Sur le plan interne, Bakou ne s’est pas précipité de les intégrer au sein de la société. La situation de la majeure partie de cette population est restée ambiguë. Les médias publics ont régulièrement commandé des reportages sur la situation des réfugiés, alimentant l’idée d’un désarroi frappant “cette malheureuse population”, alors que les pétrodollars s’accumulaient au trésor public pour acheter armes et munitions russes, israéliennes et turques. Dans une phase ultérieure, une politique d’installation des réfugiés venus de la RANK et des 7 districts environnants a consisté à créer plusieurs villages tout le long de la ligne de contact (ligne séparant les forces arméniennes de celles d’Azerbaïdjan), pour donner l’impression à cette même population qu’elle était près de “ses terres” et qu’elle y retournerait une fois la revanche réalisée.   

Sur le plan externe, les négociateurs azéris, contrairement à ceux sensés  plaider plus fermement la cause des réfugiés arméniens, ont constamment mis sur la table la question de leurs compatriotes ayant quitté les territoires sous contrôle arménien. Par exemple, dans la proposition du groupe de Minsk en novembre 1998, de créer un “Etat commun” (Haut-Karabakh-Azerbaïdjan), l’une des clauses concernait le retour des Azéris à Chouchi (il est vrai qu’il a été question également du retour des Arméniens -chassés  suite à l’opération combinée russo-azérie de ‘l’Anneau”-,  au district de Chahoumian).

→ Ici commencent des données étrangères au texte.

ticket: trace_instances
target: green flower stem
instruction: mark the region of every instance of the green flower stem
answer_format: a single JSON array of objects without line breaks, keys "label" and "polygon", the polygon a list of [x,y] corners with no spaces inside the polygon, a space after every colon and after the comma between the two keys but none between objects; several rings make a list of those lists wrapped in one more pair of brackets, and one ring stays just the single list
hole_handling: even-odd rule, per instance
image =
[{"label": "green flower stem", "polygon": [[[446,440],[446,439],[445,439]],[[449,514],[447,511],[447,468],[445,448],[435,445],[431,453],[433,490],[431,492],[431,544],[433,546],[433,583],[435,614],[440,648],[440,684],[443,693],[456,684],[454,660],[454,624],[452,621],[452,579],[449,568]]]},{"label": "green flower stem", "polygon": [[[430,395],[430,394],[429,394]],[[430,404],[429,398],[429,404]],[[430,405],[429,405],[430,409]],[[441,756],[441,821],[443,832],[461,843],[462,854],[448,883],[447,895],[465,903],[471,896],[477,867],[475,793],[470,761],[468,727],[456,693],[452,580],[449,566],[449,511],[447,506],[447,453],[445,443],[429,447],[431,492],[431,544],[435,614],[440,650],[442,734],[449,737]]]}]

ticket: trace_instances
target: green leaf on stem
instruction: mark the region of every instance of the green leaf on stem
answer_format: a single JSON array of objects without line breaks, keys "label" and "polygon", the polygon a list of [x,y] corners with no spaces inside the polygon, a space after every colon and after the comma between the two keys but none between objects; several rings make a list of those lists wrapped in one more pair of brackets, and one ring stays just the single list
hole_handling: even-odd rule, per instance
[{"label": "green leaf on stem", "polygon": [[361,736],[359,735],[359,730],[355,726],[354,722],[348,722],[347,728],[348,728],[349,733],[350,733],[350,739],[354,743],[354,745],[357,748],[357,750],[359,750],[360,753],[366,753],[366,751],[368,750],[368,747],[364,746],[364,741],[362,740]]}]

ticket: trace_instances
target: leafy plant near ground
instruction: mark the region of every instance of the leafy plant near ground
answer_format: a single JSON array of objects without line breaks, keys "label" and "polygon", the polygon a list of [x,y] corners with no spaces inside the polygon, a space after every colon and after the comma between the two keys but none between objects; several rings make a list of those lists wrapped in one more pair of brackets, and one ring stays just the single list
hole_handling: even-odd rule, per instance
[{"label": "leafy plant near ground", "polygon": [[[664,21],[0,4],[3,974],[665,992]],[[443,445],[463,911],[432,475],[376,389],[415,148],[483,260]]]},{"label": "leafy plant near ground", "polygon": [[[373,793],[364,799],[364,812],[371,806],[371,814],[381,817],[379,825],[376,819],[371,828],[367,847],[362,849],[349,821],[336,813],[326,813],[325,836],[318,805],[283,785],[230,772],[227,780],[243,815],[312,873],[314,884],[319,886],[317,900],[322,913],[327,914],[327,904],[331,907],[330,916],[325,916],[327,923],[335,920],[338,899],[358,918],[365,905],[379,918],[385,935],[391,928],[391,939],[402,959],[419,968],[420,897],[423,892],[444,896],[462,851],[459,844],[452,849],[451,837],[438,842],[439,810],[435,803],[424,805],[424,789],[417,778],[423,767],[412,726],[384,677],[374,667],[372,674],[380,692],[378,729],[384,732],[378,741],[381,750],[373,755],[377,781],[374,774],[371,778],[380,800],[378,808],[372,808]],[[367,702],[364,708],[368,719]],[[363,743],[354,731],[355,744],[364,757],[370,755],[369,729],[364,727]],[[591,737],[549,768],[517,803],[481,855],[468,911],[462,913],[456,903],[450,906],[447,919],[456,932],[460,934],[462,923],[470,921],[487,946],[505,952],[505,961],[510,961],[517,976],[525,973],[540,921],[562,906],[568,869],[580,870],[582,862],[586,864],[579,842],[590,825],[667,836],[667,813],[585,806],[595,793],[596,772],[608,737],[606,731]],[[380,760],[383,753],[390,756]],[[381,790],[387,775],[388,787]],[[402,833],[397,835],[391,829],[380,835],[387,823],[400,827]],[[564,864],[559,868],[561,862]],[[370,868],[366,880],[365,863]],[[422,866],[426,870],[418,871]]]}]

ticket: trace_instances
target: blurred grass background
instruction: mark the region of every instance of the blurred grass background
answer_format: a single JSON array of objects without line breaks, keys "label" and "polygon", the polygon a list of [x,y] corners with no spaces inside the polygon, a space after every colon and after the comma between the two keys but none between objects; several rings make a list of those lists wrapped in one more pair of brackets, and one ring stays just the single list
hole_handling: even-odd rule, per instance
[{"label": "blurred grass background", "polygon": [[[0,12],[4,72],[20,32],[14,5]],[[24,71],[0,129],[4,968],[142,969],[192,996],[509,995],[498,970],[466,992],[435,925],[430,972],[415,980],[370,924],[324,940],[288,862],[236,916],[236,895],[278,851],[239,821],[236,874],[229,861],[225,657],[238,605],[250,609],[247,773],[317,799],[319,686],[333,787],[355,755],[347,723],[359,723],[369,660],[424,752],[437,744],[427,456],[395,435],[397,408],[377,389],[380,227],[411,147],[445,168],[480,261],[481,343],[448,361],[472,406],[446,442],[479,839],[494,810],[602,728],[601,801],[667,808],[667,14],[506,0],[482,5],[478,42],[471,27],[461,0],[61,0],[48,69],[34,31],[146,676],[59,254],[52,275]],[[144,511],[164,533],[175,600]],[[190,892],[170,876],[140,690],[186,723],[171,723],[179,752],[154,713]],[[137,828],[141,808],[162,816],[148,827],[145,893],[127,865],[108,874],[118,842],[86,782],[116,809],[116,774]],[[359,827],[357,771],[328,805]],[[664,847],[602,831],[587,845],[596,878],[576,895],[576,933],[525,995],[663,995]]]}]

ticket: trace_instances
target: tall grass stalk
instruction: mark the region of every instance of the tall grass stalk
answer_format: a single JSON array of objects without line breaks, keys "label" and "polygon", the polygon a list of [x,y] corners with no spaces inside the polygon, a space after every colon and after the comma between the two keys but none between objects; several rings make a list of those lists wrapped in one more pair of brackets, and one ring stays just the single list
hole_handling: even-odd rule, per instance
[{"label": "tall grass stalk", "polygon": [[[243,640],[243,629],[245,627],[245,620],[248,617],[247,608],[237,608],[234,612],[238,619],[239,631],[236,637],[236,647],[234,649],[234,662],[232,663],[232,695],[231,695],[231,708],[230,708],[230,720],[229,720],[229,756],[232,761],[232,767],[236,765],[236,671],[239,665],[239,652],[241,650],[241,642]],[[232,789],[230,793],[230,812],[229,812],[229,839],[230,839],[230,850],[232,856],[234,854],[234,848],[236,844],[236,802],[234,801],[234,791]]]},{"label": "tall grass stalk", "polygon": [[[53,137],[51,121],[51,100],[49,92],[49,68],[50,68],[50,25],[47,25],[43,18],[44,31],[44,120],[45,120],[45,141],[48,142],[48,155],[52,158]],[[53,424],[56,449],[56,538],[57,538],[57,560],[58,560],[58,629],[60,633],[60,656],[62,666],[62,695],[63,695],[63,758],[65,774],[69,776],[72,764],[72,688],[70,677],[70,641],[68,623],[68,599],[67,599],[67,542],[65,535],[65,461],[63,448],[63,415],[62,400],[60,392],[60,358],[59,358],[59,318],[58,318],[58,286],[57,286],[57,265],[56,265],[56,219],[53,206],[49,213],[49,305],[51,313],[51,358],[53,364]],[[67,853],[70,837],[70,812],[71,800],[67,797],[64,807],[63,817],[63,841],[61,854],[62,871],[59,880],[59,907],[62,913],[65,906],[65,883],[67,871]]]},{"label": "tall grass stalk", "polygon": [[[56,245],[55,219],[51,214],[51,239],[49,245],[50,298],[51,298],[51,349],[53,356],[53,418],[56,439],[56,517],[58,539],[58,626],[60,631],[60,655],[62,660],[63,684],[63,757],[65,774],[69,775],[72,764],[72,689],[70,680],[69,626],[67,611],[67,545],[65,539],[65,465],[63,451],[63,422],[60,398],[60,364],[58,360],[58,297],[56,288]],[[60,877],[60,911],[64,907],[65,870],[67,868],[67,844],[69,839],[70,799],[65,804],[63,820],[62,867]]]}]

Par la suite la question est restée d’actualité dans tous les scenarii envisagés.

>>> Les négligences dans le traitement du sort des réfugiés arméniens

Le contre-exemple arménien dans ce domaine est frappant. Le cas des réfugiés arméniens a été systématiquement relégué au second plan. On se souvient des pogroms anti-arméniens organisés par les Azéris, à Bakou,  Soumgaït ou Ganja poussant plus de 300 000 à 400 000 Arméniens à quitter leur foyer et à se disperser un peu partout dans la région (l’historien Manuel Sargsyan évoque le chiffre de 500 000). 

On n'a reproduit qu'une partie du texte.